I'll give an example. When I was learning to be a counselor (undergrad level) I was unsure if iI should reveal to clients that I was in recovery, or other personal things. What my supervisor said to me was 'check your motivations'.  Wow. That kind of wisdom is absolutely golden. So I learned to share when I thought it might help, at least in my professional life. 

To me, it's a matter of being open. I've been doing various types of meditation for years, not really formal, but lt includes guides recordings, reading spiritual texts or books, and listening to talks from spiritual teachers. I had an intense experience at a spiritual retreat years ago (sober) that has stayed with me.  Lately I found a woman who describes many of the inner changes and processes that I've gone through, and adds yet more layers of understanding.  Through her help I was able to let go of something I was very angry and conflicted about.

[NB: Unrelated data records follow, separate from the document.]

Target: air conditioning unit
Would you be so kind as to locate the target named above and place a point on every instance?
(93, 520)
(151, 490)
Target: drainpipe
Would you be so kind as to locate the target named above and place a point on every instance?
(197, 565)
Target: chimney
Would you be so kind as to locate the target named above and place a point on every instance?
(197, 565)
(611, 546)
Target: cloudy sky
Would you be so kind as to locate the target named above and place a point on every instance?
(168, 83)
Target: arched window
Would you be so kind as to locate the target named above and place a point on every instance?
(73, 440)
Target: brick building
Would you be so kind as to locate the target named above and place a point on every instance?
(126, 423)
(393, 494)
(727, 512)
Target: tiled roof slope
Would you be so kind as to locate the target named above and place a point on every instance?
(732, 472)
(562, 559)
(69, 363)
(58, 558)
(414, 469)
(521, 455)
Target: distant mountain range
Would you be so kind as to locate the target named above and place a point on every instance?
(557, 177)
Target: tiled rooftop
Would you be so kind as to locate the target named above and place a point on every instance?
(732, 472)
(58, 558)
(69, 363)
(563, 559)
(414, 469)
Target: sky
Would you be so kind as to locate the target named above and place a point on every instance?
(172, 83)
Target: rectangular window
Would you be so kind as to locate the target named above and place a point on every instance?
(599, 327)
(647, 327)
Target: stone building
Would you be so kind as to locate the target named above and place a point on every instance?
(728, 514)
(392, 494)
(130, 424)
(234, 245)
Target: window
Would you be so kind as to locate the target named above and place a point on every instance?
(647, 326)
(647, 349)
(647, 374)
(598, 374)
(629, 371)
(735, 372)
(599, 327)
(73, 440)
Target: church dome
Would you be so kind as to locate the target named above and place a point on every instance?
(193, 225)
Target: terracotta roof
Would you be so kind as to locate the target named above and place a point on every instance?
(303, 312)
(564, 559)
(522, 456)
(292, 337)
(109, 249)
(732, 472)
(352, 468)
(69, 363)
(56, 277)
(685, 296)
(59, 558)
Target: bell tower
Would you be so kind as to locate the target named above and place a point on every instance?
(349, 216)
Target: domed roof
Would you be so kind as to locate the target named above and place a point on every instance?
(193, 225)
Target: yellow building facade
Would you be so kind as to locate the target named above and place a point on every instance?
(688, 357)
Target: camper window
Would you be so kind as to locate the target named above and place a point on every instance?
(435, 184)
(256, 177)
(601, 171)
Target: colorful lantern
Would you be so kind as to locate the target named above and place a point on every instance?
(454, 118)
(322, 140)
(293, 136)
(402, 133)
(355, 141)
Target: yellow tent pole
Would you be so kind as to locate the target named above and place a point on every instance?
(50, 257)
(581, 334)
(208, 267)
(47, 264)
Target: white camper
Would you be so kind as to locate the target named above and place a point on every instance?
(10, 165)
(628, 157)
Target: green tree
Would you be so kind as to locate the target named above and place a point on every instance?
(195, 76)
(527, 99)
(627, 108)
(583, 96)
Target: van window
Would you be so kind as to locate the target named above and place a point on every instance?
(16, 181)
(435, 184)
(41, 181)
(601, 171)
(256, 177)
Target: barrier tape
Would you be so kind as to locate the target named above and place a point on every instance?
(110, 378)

Another change has been in the area of being a single, non married (or even divorced) woman.  Maybe it's not as much of a stigma nowadays but for so many years it was very painful, feeling like there was something wrong with me for not being able to 'hang onto a man'.  I am aware that some of my singleness is or was from being a victim of rape, more than once, but there has also been sense that I need to be independent, that has only grown stronger as I've gotten older. I discovered this wonderful social scientist who writes about 'singleism' and people who are 'single at heart':  https://belladepaulo.com.  I think that's me.

I have joined an online group of people who feel the same, and it's been really life changing for me to drop that feeling that I'm missing out, or defective in some way.  This is the way I am and it's so freeing.